Brecht's The Mother should be dead as a dodo. It is openly didactic. It espouses Marxism. And highlights of its heroine's political conversion include getting her party card and brandishing the red flag. Yet, as shown by Annie Castledine's luminous touring production, which I caught at the Everyman Theatre, Liverpool, the play not only commands our attention but tugs at the heart.
There is something perennially inspiring about plays in which an oppressed heroine finds her voice. Pelagea Vlassova is an illiterate widow who, in the Russia of 1905, is mainly concerned to cook her revolutionary son a decent bowl of soup: if she agrees to hand out leaflets it is simply to save him from arrest. What we witness, however, is Vlassova's transformation. She learns to read, is taught Marxist tenets and becomes an activist who, by the end, regards her son's death as a necessary sacrifice.
Nothing could be more unfashionable in an age such as ours where not only is Communism discredited but political disengagement is cool. Yet Brecht's heroine is so abundantly alive that our doubts are suspended. She abounds in wit and cunning so that, in a very funny classroom reading-session, she insists the teacher spells out useful words like "worker" and "exploitation" rather than "nest" and "fish".
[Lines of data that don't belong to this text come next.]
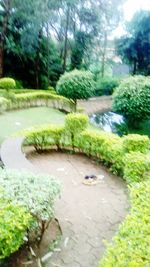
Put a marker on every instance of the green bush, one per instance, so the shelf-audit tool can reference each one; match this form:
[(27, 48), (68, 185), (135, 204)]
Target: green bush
[(136, 142), (7, 83), (132, 99), (137, 167), (36, 193), (75, 123), (76, 85), (45, 137), (14, 223), (130, 246), (106, 86), (51, 90), (4, 103)]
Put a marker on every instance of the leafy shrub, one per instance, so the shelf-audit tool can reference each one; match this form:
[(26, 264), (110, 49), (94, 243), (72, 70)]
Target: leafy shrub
[(14, 223), (136, 142), (7, 83), (137, 167), (36, 193), (106, 86), (131, 245), (44, 137), (51, 90), (76, 85), (132, 98), (75, 123)]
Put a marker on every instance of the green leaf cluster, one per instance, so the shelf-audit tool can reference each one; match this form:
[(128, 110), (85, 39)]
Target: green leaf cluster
[(136, 167), (76, 85), (136, 142), (14, 223), (132, 98), (7, 83), (130, 247)]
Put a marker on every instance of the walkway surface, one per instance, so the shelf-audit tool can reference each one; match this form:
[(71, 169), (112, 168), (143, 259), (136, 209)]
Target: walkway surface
[(88, 215), (101, 104)]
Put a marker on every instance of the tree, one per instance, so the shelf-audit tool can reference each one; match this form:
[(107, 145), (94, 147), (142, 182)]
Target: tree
[(76, 85), (134, 47), (132, 99)]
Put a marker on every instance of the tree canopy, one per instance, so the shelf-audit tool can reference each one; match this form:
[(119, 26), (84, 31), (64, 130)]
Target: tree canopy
[(134, 47)]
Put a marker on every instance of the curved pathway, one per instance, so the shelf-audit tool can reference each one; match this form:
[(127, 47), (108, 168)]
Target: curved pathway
[(88, 215)]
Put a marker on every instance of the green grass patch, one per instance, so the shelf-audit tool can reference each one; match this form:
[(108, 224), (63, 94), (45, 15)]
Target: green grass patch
[(14, 121)]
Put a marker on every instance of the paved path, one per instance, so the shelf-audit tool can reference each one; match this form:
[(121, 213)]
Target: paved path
[(102, 104), (87, 214)]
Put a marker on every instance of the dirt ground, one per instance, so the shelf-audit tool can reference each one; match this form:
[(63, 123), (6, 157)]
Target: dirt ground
[(88, 214)]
Even I jib at Brecht's conclusion, in which the exhausted heroine is resurrected by the revolutionary fervour of 1917. But what gives the play its energy is Brecht's ability to show the stage-by-stage process of the mother's political awakening and to see her as a metaphor of progressive enlightenment: her cause may not be ours but no one could deny that it invigorates her.
It is a classically good Brecht production. Roles are democratically shared and action is all important. Didactic it may be, but it proves that Brecht had the rare theatrical gift of being able to teach delightfully.